The yield of liquid metal was at the level of conventional melts obtained using only scrap metal in a metal charge and amounted to 87.4% on the above melting
Pilot melts using a semi-finished product instead of scrap metal as a cooler showed replacement efficiency, while providing the necessary slag and heat conditions for melting, a 25% reduction in copper content of nickel by 29% compared to melts using only solid charge scrap metal.

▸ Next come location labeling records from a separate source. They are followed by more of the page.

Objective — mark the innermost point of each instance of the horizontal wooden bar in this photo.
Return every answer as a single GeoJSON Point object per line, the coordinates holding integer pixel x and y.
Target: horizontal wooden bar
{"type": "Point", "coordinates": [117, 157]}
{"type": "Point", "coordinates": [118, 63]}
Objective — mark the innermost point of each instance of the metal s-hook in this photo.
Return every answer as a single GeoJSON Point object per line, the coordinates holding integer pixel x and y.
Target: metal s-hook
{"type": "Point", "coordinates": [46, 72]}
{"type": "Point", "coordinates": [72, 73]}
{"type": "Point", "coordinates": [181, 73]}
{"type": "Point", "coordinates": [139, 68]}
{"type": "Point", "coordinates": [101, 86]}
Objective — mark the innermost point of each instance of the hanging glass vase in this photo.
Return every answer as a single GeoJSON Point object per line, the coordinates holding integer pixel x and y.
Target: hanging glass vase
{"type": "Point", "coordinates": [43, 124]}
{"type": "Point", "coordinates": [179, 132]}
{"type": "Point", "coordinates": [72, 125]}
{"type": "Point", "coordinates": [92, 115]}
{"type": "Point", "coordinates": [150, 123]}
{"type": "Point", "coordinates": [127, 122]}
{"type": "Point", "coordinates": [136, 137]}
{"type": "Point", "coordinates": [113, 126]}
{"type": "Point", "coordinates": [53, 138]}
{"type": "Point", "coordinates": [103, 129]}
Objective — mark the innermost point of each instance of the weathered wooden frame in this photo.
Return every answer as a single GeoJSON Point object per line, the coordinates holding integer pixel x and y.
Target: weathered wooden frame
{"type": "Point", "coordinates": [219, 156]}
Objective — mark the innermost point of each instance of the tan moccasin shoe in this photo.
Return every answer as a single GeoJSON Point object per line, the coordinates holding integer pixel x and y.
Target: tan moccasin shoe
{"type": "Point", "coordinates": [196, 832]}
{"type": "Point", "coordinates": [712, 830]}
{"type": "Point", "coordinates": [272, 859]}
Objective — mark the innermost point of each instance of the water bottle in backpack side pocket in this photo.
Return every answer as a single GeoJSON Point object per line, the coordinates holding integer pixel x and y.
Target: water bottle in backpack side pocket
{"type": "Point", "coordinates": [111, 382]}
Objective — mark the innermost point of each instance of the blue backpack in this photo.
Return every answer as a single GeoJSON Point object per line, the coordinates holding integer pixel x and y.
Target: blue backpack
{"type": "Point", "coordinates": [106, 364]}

 The use of semi-finished products as a cooler reduces the consumption of scarce scrap metal in the production of steel in converters.

Claims (2)

 1. The method of steelmaking in oxygen converters, including loading a solid charge, pouring molten iron, subsequent purging of the bath with oxygen, introducing slag-forming and solid oxidizing agents, characterized in that a semi-finished product for metallurgical processing consisting of an iron-carbon alloy and an oxide material is used as a solid charge and scrap metal in a ratio of 0.1 to 3.0: 1, while the semi-finished product is loaded in an amount of 25,300 kg per 1 ton of molten iron.  2. The method according to claim 1, characterized in that the semi-finished product for the metallurgical redistribution contains oxide material filled with an iron-carbon alloy in a ratio of 1: 1.0 to 9.9, respectively, while the total amount of oxygen in the oxide material is equal to its required amount for complete oxidation components of iron-carbon melt.